In an era of rising protectionism global investors are looking to economies with large domestic markets.

“My long held view remains that India is the best domestic demand story,” CLSA equity strategist Christopher Wood told ET Now television channel. “I am betting on the capex geared areas and I am basically owning the domestic demand areas. These stocks are less impacted by any potential threat to globalisation.”

Indian shares make up more than half of CLSA’s long-only recommendations of about 25 stocks for Asia, excluding Japan.

“I own the stocks that were hit most directly by demonetisation but the good news for my portfolio is these stocks have rebounded strongly in recent months since demonetisation,” Wood said. Technically, there is probably a case to take some profits in some of these domestic names which have good runs but as this is a long-term portfolio, I am not going to do big profit taking.”

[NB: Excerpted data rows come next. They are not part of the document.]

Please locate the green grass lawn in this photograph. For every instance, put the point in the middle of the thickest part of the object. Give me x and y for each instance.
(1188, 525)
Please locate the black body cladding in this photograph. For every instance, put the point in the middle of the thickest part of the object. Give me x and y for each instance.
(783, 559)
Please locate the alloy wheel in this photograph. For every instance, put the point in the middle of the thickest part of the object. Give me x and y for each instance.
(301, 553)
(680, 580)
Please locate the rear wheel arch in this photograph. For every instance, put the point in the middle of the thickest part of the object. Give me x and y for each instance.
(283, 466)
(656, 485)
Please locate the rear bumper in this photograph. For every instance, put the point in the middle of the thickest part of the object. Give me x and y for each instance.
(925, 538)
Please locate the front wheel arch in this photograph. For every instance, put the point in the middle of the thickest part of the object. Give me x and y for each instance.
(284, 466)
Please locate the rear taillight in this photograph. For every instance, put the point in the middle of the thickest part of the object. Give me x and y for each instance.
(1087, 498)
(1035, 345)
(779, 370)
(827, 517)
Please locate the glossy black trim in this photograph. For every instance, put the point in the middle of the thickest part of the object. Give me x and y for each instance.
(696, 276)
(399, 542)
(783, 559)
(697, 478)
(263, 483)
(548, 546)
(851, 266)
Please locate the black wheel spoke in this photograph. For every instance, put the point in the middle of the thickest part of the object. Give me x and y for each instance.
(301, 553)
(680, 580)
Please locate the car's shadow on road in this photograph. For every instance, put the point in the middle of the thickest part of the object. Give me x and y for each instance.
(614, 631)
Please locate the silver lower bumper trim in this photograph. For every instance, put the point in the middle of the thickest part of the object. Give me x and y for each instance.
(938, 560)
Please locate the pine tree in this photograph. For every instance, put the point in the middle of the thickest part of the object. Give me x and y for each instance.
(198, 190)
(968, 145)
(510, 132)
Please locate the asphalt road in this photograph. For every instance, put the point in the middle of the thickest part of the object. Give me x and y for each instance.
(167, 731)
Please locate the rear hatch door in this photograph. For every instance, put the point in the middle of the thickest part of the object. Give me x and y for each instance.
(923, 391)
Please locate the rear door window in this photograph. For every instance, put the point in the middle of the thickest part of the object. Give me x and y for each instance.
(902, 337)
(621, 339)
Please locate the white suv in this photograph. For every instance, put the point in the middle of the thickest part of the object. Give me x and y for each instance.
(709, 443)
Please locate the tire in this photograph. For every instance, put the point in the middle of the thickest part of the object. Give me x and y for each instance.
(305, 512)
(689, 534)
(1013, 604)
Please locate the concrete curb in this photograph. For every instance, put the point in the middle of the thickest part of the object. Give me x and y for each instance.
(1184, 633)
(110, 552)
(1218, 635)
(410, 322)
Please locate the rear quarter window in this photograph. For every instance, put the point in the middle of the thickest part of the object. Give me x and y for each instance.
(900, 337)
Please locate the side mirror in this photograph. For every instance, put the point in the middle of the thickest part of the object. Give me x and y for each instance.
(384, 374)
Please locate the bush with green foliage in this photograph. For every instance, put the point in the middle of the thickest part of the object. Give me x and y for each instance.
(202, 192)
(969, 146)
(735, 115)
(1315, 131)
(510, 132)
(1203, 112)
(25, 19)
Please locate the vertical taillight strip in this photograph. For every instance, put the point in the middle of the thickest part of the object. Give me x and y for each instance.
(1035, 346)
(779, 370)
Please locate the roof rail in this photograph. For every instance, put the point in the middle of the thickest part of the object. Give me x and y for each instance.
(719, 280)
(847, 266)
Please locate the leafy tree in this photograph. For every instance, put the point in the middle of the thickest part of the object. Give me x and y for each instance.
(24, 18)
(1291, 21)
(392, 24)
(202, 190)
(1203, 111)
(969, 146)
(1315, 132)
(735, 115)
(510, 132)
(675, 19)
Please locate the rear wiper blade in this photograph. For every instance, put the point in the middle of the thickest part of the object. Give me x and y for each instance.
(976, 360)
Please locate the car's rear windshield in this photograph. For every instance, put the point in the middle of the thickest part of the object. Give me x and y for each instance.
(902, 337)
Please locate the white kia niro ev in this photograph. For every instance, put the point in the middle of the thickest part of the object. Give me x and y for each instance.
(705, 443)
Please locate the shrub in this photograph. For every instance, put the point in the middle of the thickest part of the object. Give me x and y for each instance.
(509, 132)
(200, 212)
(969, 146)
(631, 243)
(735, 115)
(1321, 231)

“I am continuing to focus in areas like financial. I am hoping and expecting that demonetisation will be a positive for the long-term promotion of use of financial assets in India and I am taking the view that the demonetisation initiative is a positive, not a negative.”

Key drivers

Heightened mergers and acquisitions (M&As) activity could become a major trigger for Indian stocks, driving their valuations and margins, according to investment bank Morgan Stanley.

“If history is a guide, M&A transactions could scale $100 billion in the next 12-months,” strategists led by Ridham Desai said in a report.

Sectors with the least pricing power or most distressed — banks, steel, infrastructure, cement, property and telecommunications — will be the most favoured for M&A, they wrote.

The investment bank raised its December 2017 target for the Sensex by 10 per cent to 33,000 on base case scenario, saying that it expected earnings revisions to pep up the market. On a full-blown bull run, the benchmark index could reach as high as 39,000.

“We lift our earnings growth estimates for FY19 from 15 per cent to 24 per cent,” the analysts wrote.

They recommended buying financials, property, steel, infrastructure, cement and telecommunication stocks. Energy conglomerate Reliance Industries Ltd has been added to Morgan Stanley’s Focus List at the expense of Sun Pharmaceutical Industries.

Reliance shares climbed to their highest in nearly nine years on Friday after brokerages CLSA and Bank of America-Merrill Lynch raised their 12-month target price by 10-14 per cent, citing earnings from the group’s Jio mobile services.

The writer is a journalist based in India.